The site reports that the acquisition is a “small amount” but there’s no word on exactly how much, or indeed how little. Further, The Information said that the deal will see Pebble and its products closed down over time, with Fitbit acquiring its assets, which include intellectual property and software.
“We don’t comment on rumors or speculation,” a spokesperson from Fitbit told TechCrunch. Pebble is yet to respond to our request for comment.
A source close to the company told TechCrunch that watch maker Citizen was interested in purchasing Pebble for $740 million in 2015. This deal failed and before the launch of the Pebble 2 Intel made an offer for $70 million. The CEO, Eric Migicovsky refused both offers. Our source said that Fitbit is now paying between $34 and $40 million for the company and is “barely covering their debts.”
Pebble released the newest version of its smartwatch in October, but the past year or so has been a challenging period. It laid off 25 percent of its staff in March, while we reported last year that it was in some trouble and had turned to debt funding and loans, as well as traditional investor cash, “in order to stay afloat.” Earlier this year, Pebble CEO Migicovsky confirmed that his company had raised $28 million in debt and venture financing.
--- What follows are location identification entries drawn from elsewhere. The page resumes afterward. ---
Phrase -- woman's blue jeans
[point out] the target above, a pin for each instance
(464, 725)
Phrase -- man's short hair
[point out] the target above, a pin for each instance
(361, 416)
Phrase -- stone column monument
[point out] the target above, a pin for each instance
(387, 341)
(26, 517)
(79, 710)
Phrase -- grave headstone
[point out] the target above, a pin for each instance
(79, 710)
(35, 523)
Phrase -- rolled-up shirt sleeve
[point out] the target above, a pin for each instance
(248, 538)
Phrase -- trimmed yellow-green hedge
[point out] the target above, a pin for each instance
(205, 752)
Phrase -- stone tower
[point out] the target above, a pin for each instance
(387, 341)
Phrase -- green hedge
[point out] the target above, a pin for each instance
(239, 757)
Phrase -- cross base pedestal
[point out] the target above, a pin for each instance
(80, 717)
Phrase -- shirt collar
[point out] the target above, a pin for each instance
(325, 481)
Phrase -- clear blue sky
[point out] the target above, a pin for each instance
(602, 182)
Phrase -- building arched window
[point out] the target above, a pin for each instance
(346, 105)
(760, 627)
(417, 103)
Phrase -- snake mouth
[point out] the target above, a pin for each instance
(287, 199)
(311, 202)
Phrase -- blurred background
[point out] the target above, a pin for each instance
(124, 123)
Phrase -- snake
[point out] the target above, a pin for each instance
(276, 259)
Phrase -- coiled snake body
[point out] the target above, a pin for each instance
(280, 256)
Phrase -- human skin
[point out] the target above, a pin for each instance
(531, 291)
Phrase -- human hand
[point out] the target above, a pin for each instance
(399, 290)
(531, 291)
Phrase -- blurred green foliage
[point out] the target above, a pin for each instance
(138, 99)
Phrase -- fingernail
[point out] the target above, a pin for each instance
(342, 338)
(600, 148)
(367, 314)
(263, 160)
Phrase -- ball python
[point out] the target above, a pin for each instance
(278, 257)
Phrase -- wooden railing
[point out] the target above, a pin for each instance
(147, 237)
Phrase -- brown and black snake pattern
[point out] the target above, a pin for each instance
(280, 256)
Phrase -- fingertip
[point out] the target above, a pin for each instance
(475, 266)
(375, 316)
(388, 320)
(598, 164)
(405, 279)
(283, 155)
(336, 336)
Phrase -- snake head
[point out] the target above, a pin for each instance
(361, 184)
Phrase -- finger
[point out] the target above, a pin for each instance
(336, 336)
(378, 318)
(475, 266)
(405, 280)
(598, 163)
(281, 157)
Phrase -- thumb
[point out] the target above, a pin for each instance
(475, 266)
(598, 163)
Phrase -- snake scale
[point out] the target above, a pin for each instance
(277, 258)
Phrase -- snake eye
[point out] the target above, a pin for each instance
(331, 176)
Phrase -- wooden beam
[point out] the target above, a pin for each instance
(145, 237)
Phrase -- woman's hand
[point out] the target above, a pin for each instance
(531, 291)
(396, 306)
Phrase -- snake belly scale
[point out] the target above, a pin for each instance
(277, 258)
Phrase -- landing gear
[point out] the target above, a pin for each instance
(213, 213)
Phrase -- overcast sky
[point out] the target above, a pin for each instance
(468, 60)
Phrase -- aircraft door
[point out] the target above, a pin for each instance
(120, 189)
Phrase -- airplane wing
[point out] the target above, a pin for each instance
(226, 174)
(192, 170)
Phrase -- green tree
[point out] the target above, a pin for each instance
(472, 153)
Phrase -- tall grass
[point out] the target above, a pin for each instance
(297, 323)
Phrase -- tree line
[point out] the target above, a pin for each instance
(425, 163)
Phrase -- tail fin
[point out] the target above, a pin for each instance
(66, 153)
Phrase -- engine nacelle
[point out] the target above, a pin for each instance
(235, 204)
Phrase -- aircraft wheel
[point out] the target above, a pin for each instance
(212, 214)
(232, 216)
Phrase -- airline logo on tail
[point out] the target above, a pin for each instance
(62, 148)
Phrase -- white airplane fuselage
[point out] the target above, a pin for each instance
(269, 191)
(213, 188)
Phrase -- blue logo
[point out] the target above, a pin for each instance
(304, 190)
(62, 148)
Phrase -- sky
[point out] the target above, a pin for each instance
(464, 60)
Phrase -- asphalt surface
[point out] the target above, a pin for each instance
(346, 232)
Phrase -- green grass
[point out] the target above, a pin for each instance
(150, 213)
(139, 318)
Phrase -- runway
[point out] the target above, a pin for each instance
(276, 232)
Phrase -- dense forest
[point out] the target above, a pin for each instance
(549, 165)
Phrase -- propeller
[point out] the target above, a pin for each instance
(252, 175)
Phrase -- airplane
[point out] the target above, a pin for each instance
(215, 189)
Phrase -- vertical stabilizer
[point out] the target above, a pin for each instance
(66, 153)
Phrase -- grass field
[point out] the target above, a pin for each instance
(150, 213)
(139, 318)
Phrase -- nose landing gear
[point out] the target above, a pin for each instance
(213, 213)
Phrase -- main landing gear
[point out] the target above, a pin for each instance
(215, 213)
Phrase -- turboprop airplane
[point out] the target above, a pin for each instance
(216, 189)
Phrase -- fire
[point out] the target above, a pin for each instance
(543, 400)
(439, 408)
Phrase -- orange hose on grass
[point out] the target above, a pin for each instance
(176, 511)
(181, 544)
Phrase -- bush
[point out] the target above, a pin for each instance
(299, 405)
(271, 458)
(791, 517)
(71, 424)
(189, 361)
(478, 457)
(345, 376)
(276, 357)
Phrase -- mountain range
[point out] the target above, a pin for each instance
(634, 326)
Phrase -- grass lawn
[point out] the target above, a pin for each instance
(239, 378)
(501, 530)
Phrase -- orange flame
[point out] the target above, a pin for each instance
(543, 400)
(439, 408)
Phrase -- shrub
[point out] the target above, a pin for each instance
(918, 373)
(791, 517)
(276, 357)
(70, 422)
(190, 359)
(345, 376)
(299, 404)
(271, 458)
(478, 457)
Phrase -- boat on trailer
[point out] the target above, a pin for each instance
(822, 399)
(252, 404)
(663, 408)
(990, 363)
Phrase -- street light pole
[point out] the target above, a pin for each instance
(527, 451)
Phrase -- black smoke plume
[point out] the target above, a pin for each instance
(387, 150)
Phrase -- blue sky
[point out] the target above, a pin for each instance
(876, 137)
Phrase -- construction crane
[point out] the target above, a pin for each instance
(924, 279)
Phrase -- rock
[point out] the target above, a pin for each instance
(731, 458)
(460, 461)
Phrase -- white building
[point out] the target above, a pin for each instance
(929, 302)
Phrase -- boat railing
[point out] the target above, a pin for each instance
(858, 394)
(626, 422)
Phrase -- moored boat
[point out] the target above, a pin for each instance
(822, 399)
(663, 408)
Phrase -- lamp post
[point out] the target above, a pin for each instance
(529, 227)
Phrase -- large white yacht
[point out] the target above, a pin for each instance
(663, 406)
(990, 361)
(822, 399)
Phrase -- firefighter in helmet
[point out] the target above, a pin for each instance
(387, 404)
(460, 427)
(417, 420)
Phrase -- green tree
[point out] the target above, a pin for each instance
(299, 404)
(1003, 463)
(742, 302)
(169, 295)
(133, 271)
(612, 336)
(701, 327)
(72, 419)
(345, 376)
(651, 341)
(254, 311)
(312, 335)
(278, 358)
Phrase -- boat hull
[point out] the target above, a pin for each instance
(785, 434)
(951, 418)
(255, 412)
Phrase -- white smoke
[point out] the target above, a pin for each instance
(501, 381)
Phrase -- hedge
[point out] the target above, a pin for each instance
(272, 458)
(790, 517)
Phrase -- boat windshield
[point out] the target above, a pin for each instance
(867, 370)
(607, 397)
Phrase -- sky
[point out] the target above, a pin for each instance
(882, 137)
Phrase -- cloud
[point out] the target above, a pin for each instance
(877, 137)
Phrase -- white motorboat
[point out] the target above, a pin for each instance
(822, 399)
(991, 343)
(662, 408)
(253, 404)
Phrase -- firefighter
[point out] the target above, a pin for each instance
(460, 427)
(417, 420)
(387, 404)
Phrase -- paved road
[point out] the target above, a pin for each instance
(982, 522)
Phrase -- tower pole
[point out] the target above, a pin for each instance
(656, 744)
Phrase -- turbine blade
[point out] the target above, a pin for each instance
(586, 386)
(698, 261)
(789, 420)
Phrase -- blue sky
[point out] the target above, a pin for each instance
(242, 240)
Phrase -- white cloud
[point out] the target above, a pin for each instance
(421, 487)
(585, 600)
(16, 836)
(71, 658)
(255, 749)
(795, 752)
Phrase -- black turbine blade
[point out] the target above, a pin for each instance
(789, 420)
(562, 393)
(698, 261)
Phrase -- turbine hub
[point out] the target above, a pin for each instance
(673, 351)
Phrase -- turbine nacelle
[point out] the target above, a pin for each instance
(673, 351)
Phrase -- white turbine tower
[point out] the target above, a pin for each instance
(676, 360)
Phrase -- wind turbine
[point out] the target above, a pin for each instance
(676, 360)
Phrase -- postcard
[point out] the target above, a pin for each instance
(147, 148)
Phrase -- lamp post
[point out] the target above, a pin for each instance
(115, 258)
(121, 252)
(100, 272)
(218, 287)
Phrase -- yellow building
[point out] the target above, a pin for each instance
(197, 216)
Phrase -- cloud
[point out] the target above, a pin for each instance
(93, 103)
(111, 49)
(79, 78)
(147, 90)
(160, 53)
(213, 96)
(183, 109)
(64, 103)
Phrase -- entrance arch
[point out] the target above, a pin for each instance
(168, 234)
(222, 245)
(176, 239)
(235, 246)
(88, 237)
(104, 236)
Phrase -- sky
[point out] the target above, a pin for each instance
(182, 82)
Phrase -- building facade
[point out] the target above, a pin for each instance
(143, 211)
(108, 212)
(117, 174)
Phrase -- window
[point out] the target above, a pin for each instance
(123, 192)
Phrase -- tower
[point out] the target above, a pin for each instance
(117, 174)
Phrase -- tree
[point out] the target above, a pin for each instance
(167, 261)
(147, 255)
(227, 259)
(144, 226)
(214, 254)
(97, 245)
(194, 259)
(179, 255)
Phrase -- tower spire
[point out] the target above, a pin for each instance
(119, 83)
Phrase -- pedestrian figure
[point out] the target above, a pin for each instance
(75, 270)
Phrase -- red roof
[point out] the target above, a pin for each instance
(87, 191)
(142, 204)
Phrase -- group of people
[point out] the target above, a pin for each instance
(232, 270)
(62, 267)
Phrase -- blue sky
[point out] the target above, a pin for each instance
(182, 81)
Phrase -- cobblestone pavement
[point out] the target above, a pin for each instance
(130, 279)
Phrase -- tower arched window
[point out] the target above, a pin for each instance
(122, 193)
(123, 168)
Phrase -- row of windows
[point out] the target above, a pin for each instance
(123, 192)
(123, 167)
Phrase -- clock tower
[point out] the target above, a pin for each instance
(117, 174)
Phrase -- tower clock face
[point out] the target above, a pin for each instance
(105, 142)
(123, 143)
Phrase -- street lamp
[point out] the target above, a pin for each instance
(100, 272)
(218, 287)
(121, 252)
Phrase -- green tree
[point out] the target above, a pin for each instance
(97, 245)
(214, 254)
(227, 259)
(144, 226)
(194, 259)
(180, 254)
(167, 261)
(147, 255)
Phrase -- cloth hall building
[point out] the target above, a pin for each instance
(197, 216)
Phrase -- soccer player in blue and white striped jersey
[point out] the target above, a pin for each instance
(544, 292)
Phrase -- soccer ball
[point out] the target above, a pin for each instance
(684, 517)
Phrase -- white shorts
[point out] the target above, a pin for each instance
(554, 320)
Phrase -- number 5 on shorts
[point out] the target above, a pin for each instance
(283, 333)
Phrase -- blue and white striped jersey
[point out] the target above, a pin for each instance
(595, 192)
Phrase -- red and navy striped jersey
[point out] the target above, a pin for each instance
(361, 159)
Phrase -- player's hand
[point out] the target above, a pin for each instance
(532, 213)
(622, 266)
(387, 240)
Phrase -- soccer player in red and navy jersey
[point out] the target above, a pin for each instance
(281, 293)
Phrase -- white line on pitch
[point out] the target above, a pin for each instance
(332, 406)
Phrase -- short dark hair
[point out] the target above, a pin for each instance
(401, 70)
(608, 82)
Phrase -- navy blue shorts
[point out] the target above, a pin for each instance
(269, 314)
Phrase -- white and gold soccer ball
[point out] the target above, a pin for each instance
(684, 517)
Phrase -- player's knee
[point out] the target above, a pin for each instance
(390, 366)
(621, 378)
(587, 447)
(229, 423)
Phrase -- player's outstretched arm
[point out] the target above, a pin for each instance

He blamed a more cautious outlook from VCs focused on tech as the primary reason for letting 40 of Pebble’s staff go.
Fitbit, too, has experienced its own challenges. The company priced its shares at $50 a go when it listed on the New York Stock Exchange in 2015, but today it is trading at $8.40. That depression is largely down to less-than-impressive financial results. Some may cite the emergence of Apple and the Apple Watch as a competitor, but analyst reports have noted that smartwatch sales are tanking as initial consumer interest in wearable devices has waned.